Any worker at the CAPTCHA farm can then use the URL and site key value sent by the bot to load and solve the CAPTCHA puzzle. From there, they receive a response code (also known as a g-captcha-response), which appears as a string of code. This lets their bot/hacker client know that the CAPTCHA challenge has been solved.
Finally, the CAPTCHA farm sends the g-captcha-response to the bot, which uses it to solve the CAPTCHA challenge. Since the bot has a code representing the correct solution, the CAPTCHA system recognizes it as human and grants it access.
With such vulnerable public-key architecture at its core, many developers wonder how they can improve on the CAPTCHA system to outsmart hackers, bots, and CAPTCHA farms and bolster their app’s security.
Some companies — like the crypto exchange platform Binance — have taken on substantial costs and workloads to avoid traditional CAPTCHA design flaws by building their own, customized CAPTCHA flows in-house.
But thanks to modern authentication strategies, development teams don’t have to invest nearly that amount of time, effort, and resources to fortify their flow and strike an effective balance between security, efficiency, and scalability. In fact, the best auth providers on the market today remove CAPTCHA security loopholes through easy-to-use, turnkey products.
Solutions like Stytch’s Strong CAPTCHA puzzles eliminate the public-key problem by removing the public key altogether from client-side browser environments — leaving bots with nothing to scrape and send to a CAPTCHA farm.
Strong CAPTCHA is image-based and can be added via API or SDK to any auth flow in a matter of hours, and they work with any web-based or native mobile platform. Meanwhile, the end user’s journey and experience remains the same. Users encounter the same simple CAPTCHA puzzles they’re already familiar with, just without the standard-issue risks and vulnerabilities.

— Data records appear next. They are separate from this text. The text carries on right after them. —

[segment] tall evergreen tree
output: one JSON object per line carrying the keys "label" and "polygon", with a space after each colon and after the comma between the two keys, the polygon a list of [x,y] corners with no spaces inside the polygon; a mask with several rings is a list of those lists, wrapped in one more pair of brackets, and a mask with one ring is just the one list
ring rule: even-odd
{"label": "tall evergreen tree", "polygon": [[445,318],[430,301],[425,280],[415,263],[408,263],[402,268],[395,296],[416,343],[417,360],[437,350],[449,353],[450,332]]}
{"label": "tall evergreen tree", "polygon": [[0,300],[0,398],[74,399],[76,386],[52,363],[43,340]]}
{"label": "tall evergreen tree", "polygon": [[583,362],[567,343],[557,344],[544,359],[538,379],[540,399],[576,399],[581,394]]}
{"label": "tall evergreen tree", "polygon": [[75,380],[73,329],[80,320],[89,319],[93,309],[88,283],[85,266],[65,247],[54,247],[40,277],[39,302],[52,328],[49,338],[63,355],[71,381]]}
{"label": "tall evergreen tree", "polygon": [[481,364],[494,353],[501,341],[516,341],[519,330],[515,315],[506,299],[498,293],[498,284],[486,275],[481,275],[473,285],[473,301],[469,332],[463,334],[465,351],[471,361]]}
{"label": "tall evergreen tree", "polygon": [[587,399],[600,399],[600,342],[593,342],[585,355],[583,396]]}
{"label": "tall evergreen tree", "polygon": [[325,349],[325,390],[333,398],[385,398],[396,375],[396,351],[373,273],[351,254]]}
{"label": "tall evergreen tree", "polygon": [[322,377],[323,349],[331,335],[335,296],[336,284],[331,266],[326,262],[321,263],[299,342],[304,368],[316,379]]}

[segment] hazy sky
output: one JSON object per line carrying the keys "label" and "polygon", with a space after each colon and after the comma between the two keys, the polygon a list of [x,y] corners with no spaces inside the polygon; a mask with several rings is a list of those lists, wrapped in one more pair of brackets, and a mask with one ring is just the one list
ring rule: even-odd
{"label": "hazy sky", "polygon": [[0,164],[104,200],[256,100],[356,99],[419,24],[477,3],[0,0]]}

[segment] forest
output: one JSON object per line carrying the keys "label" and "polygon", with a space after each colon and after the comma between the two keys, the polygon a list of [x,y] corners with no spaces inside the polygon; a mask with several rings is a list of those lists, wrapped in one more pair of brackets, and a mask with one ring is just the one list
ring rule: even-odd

Conventional CAPTCHA flows can play a fundamental role in app security and form part of a robust authentication strategy — but they’re far from bulletproof. Not only have bots learned to solve basic CAPTCHA challenges outright, but proliferating CAPTCHA farms have also established viable, human-based fraud vectors that can outmaneuver the CAPTCHA system.
That’s where innovative solutions like Stytch’s Strong CAPTCHA come in. With such tech-forward auth tools, developers can avoid the design and security flaws that have historically put CAPTCHAs at risk — and cut hackers and fraudsters off at the roots.